For most of the last decade, "real running watch" meant a Garmin or a Coros. Apple Watch was the smart accessory. That equation has shifted. With dual-frequency GPS, multi-day battery on the Ultra line, native structured workouts, and proper third-party app support, you can credibly run a marathon build on Apple Watch alone. The catch is in the setup.
Here is what the platform handles well, where it still struggles, and how to configure it so you can leave the phone at home.
Where Apple Watch shines
GPS accuracy is finally not the limit
The Series 9 and Ultra 2 brought dual-frequency GPS (L1 + L5) to Apple Watch. In open conditions, the difference between Apple Watch and a top-tier Garmin is rarely meaningful for a runner.

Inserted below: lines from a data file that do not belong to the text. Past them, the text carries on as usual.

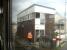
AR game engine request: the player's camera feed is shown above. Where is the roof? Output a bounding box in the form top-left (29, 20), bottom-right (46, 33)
top-left (18, 4), bottom-right (56, 15)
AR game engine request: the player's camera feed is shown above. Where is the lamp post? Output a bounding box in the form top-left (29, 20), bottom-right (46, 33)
top-left (64, 0), bottom-right (66, 40)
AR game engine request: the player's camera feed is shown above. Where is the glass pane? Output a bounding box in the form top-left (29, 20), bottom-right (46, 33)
top-left (12, 0), bottom-right (67, 50)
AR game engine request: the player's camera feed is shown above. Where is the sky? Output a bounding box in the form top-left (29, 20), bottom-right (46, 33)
top-left (12, 0), bottom-right (67, 22)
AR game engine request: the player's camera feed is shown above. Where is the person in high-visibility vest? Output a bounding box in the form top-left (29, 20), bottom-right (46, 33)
top-left (27, 32), bottom-right (33, 40)
top-left (27, 32), bottom-right (33, 45)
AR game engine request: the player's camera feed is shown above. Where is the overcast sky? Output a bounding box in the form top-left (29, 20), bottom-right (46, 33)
top-left (12, 0), bottom-right (67, 22)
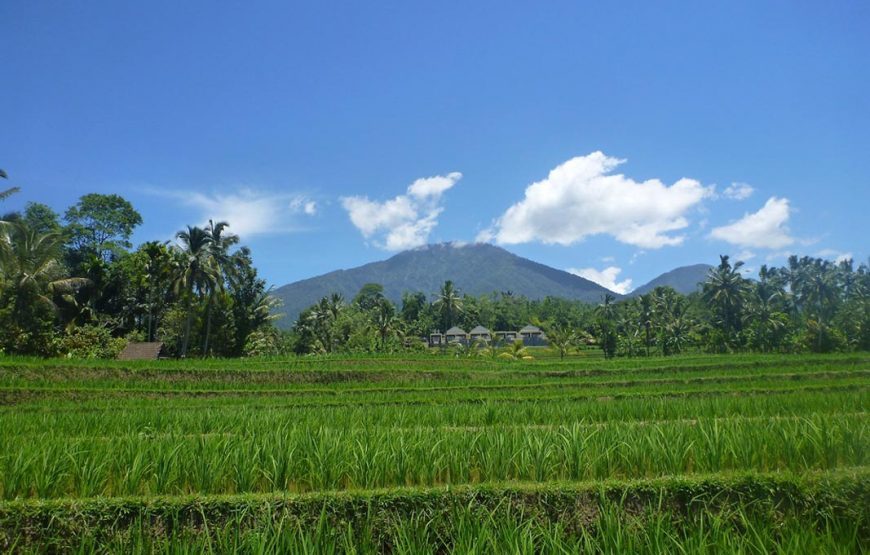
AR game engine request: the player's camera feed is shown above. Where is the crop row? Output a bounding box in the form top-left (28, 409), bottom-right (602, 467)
top-left (0, 388), bottom-right (870, 438)
top-left (0, 362), bottom-right (870, 395)
top-left (0, 414), bottom-right (870, 499)
top-left (0, 351), bottom-right (870, 381)
top-left (0, 470), bottom-right (870, 553)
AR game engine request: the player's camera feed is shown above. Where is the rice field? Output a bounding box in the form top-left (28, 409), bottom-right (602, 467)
top-left (0, 353), bottom-right (870, 553)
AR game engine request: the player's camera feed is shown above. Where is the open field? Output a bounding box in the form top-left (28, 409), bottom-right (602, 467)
top-left (0, 353), bottom-right (870, 553)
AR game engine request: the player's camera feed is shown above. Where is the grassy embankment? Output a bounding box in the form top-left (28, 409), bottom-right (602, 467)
top-left (0, 354), bottom-right (870, 553)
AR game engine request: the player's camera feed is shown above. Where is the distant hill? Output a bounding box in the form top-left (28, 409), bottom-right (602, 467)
top-left (629, 264), bottom-right (713, 297)
top-left (274, 243), bottom-right (619, 328)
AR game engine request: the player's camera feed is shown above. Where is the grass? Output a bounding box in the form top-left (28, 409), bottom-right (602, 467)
top-left (0, 352), bottom-right (870, 553)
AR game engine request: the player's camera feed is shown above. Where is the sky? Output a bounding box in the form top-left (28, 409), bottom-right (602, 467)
top-left (0, 0), bottom-right (870, 292)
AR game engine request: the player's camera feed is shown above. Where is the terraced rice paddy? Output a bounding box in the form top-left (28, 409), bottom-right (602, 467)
top-left (0, 354), bottom-right (870, 553)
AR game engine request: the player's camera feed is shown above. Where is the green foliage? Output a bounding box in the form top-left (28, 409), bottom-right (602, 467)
top-left (57, 325), bottom-right (127, 359)
top-left (64, 193), bottom-right (142, 260)
top-left (0, 354), bottom-right (870, 553)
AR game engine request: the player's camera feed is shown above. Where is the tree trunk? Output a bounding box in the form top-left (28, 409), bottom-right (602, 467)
top-left (202, 291), bottom-right (214, 356)
top-left (181, 287), bottom-right (193, 358)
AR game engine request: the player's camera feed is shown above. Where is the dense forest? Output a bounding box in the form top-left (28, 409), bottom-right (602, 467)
top-left (0, 180), bottom-right (278, 358)
top-left (289, 256), bottom-right (870, 358)
top-left (0, 178), bottom-right (870, 358)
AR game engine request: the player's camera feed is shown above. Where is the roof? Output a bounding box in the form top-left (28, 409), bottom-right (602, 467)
top-left (118, 341), bottom-right (163, 360)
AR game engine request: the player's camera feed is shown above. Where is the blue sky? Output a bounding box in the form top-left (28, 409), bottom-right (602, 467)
top-left (0, 0), bottom-right (870, 290)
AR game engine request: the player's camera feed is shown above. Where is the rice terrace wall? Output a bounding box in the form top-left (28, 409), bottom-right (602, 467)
top-left (0, 350), bottom-right (870, 553)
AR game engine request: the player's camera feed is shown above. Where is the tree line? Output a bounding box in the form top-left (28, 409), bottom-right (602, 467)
top-left (284, 255), bottom-right (870, 358)
top-left (0, 182), bottom-right (279, 358)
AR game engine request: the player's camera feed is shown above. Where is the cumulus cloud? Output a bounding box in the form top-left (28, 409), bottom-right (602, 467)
top-left (566, 266), bottom-right (631, 295)
top-left (341, 172), bottom-right (462, 251)
top-left (710, 197), bottom-right (795, 249)
top-left (478, 152), bottom-right (713, 249)
top-left (722, 183), bottom-right (755, 200)
top-left (149, 188), bottom-right (317, 238)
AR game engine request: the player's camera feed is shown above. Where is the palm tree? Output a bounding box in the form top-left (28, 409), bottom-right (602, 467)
top-left (372, 298), bottom-right (399, 350)
top-left (638, 294), bottom-right (655, 356)
top-left (498, 339), bottom-right (535, 360)
top-left (175, 226), bottom-right (216, 357)
top-left (544, 324), bottom-right (577, 360)
top-left (0, 221), bottom-right (90, 307)
top-left (433, 279), bottom-right (462, 330)
top-left (140, 241), bottom-right (177, 341)
top-left (202, 220), bottom-right (239, 356)
top-left (0, 169), bottom-right (21, 206)
top-left (703, 255), bottom-right (749, 350)
top-left (595, 293), bottom-right (618, 358)
top-left (0, 221), bottom-right (91, 352)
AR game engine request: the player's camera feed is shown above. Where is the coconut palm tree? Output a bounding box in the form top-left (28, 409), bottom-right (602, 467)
top-left (0, 221), bottom-right (90, 307)
top-left (498, 339), bottom-right (535, 360)
top-left (0, 169), bottom-right (21, 206)
top-left (433, 279), bottom-right (463, 330)
top-left (703, 255), bottom-right (749, 350)
top-left (175, 226), bottom-right (217, 357)
top-left (0, 221), bottom-right (91, 353)
top-left (202, 220), bottom-right (239, 356)
top-left (372, 298), bottom-right (401, 350)
top-left (544, 324), bottom-right (577, 360)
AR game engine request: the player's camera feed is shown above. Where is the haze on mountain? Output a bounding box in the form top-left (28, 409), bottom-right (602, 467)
top-left (273, 243), bottom-right (710, 329)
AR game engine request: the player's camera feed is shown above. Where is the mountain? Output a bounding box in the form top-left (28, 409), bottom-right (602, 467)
top-left (273, 243), bottom-right (618, 328)
top-left (629, 264), bottom-right (713, 297)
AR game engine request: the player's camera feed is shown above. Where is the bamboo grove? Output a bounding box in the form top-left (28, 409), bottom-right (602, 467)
top-left (0, 189), bottom-right (276, 358)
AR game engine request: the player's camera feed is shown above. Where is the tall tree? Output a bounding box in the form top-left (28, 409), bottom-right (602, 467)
top-left (202, 220), bottom-right (239, 356)
top-left (0, 221), bottom-right (88, 354)
top-left (175, 226), bottom-right (217, 357)
top-left (434, 279), bottom-right (463, 330)
top-left (64, 193), bottom-right (142, 261)
top-left (703, 255), bottom-right (749, 346)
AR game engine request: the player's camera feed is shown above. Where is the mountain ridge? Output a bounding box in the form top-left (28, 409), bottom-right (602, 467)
top-left (273, 243), bottom-right (716, 328)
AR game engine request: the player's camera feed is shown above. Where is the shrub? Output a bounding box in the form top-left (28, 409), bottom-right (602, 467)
top-left (59, 325), bottom-right (127, 358)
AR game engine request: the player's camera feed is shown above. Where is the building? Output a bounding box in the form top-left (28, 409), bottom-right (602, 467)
top-left (520, 324), bottom-right (547, 345)
top-left (468, 326), bottom-right (492, 343)
top-left (495, 331), bottom-right (519, 343)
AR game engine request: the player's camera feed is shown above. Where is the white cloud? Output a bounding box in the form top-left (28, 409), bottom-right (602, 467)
top-left (478, 152), bottom-right (713, 249)
top-left (710, 197), bottom-right (795, 249)
top-left (722, 183), bottom-right (755, 200)
top-left (155, 188), bottom-right (317, 239)
top-left (816, 249), bottom-right (855, 264)
top-left (566, 266), bottom-right (631, 295)
top-left (341, 172), bottom-right (462, 251)
top-left (289, 196), bottom-right (317, 216)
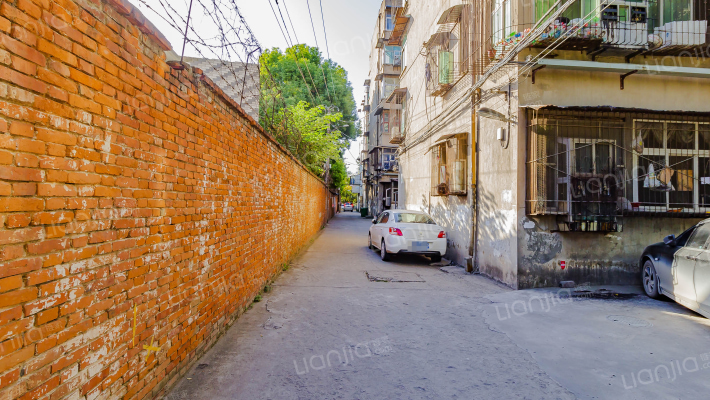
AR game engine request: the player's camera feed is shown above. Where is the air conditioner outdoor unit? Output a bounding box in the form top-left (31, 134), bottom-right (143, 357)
top-left (436, 183), bottom-right (449, 195)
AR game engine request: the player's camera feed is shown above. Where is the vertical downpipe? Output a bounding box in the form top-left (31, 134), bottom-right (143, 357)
top-left (466, 88), bottom-right (481, 273)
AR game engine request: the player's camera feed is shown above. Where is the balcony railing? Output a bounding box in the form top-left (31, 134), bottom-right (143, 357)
top-left (472, 0), bottom-right (710, 74)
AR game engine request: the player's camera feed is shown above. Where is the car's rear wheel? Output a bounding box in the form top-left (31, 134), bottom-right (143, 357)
top-left (380, 239), bottom-right (392, 261)
top-left (642, 260), bottom-right (658, 299)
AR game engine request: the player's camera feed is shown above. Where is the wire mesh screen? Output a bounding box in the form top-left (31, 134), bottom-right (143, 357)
top-left (527, 108), bottom-right (710, 231)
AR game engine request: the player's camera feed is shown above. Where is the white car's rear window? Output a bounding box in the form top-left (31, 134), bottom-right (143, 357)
top-left (394, 213), bottom-right (435, 225)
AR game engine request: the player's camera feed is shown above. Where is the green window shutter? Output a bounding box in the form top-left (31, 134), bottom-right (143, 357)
top-left (439, 51), bottom-right (454, 85)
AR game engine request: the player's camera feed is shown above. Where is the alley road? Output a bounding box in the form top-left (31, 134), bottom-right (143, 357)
top-left (168, 213), bottom-right (574, 400)
top-left (168, 213), bottom-right (710, 400)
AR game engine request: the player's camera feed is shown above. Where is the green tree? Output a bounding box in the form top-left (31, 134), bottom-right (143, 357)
top-left (330, 154), bottom-right (350, 192)
top-left (271, 101), bottom-right (344, 177)
top-left (340, 185), bottom-right (357, 203)
top-left (259, 44), bottom-right (360, 141)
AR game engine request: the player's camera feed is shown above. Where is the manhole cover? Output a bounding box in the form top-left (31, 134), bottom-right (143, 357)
top-left (572, 289), bottom-right (638, 300)
top-left (365, 271), bottom-right (424, 282)
top-left (606, 315), bottom-right (651, 328)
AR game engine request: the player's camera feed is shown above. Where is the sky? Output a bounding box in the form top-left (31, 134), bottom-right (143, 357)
top-left (129, 0), bottom-right (381, 173)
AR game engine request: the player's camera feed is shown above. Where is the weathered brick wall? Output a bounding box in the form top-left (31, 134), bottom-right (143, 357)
top-left (0, 0), bottom-right (328, 399)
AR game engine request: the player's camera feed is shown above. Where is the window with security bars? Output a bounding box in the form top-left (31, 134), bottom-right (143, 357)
top-left (527, 108), bottom-right (710, 225)
top-left (430, 133), bottom-right (468, 196)
top-left (632, 119), bottom-right (710, 214)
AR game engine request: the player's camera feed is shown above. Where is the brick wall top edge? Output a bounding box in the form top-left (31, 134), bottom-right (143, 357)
top-left (193, 73), bottom-right (326, 186)
top-left (106, 0), bottom-right (172, 51)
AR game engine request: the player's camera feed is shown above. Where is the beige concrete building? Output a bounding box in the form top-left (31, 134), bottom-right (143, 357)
top-left (360, 0), bottom-right (402, 219)
top-left (370, 0), bottom-right (710, 288)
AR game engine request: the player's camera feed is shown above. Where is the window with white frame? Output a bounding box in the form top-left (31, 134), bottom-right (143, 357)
top-left (382, 78), bottom-right (399, 99)
top-left (385, 10), bottom-right (394, 31)
top-left (633, 120), bottom-right (710, 212)
top-left (382, 148), bottom-right (397, 171)
top-left (383, 46), bottom-right (402, 66)
top-left (429, 133), bottom-right (468, 196)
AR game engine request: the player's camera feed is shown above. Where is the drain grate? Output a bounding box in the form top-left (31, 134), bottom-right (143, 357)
top-left (606, 315), bottom-right (652, 328)
top-left (365, 271), bottom-right (425, 283)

In urban canyons it is still messier than the high-end Garmins, but it stopped being the deal-breaker years ago.
Heart rate is among the best on the wrist
Apple's optical HR sensor has consistently rated near the top of the pile in independent comparison testing for running. It still drifts during sharp pace changes (every wrist-based optical sensor does), and a chest strap will still beat it on intervals. But for steady-state running, easy days, and long runs, it is reliable enough to drive zone-based training.
Battery life on the Ultra is enough
Ultra 3 advertises 36 hours of normal use and roughly 12 hours of continuous outdoor workout with GPS. In practice you can train through a full marathon build (long runs, daily commutes, sleep tracking) on a charge every 2-3 days. Series watches need more attention - a long run can pull 30-40 percent in one session.
Structured workouts are first class
watchOS lets a workout app drive structured intervals natively: pace targets, HR zone alerts, warm-up and cool-down stages, audio and haptic cues at stage boundaries. Smart Runner uses these primitives directly. Your Tuesday intervals are not "do 6 x 1 km, time it yourself"; they are a sequence of stages the watch announces and grades, exactly as a coach would.
Where it still struggles
Long-distance battery on non-Ultra watches
If you have a Series 8 or 9 (not Ultra), a 3-hour marathon is comfortable. A 4:30 marathon on a non-Ultra is tight, especially if you use Always-On display, the Workout app's live music, and dual-frequency GPS. Carry your phone or switch to GPS-only at the start of the workout to extend it.
Multi-app workout flows can break
If you start a workout in a third-party app, then trigger Apple's native Workout app by accident (it is easy to do via Siri or the side button), state can desync. Always start, pause, and end in the same app.
Pace shown during intervals is jittery
Instant pace from GPS is noisy on any watch, but the small wrist display amplifies how distracting it is. Smart Runner addresses this by showing a target pace band on the workout screen, so you are looking for "am I inside the band" rather than chasing an instant number.
Setting it up for serious training
Charge habits, not full charges
Stop full-cycling the watch. Top it up while you shower in the morning and top it up while you eat dinner. Twenty minutes on the magnetic charger twice a day is more than enough to keep an Ultra in the 60-90 percent range, where battery health stays best.
Disable always-on for long runs
Always-on display is gorgeous and battery-expensive. Long-press the watch face for "Theater Mode" or disable always-on temporarily in Settings, and a 3+ hour run becomes a non-issue on an Ultra.
Wear it tight enough, but not painfully
Wrist-based HR depends on contact. The most common reason your HR data looks like spaghetti is that the band is too loose. Snug to the point of small skin imprints when you take it off is fine; bone-bruising tight is too tight.
Cellular is worth it for confidence
If your watch is the only device you carry, you want it to be able to call for help if something goes wrong on a long run. Cellular is a meaningful safety upgrade for solo runners doing 30 km on quiet roads.
How Smart Runner uses the platform
- Structured workout playback. Whatever your Tuesday plan looks like - warm up 2 km, 3 x 1 km at threshold, cool down 2 km - the Watch app drives it stage by stage with target pace bands and HR zone overlays.
- Live target band. Pace shown as "am I inside the green" rather than chasing a noisy instant number.
- Bidirectional sync. Edits made to your plan on the phone propagate to the Watch on the next launch. Workouts completed on the Watch propagate back without you doing anything.
- HR zone awareness. Easy runs flag if you are creeping into Zone 3 territory, which is the single biggest mistake recreational runners make in marathon training.
Bottom line
You can run a serious marathon training cycle on Apple Watch alone, and on Ultra hardware you can do it without much compromise. The platform is no longer the limiting factor. The limiting factor is how you set it up: battery habits, band fit, and a workout app that is built for runners rather than retrofitted to the wrist.
If you are buying new for marathon training, Ultra is the right pick. If you already have a Series 9 or 10, you do not need to upgrade unless your long runs are pushing 3.5 hours.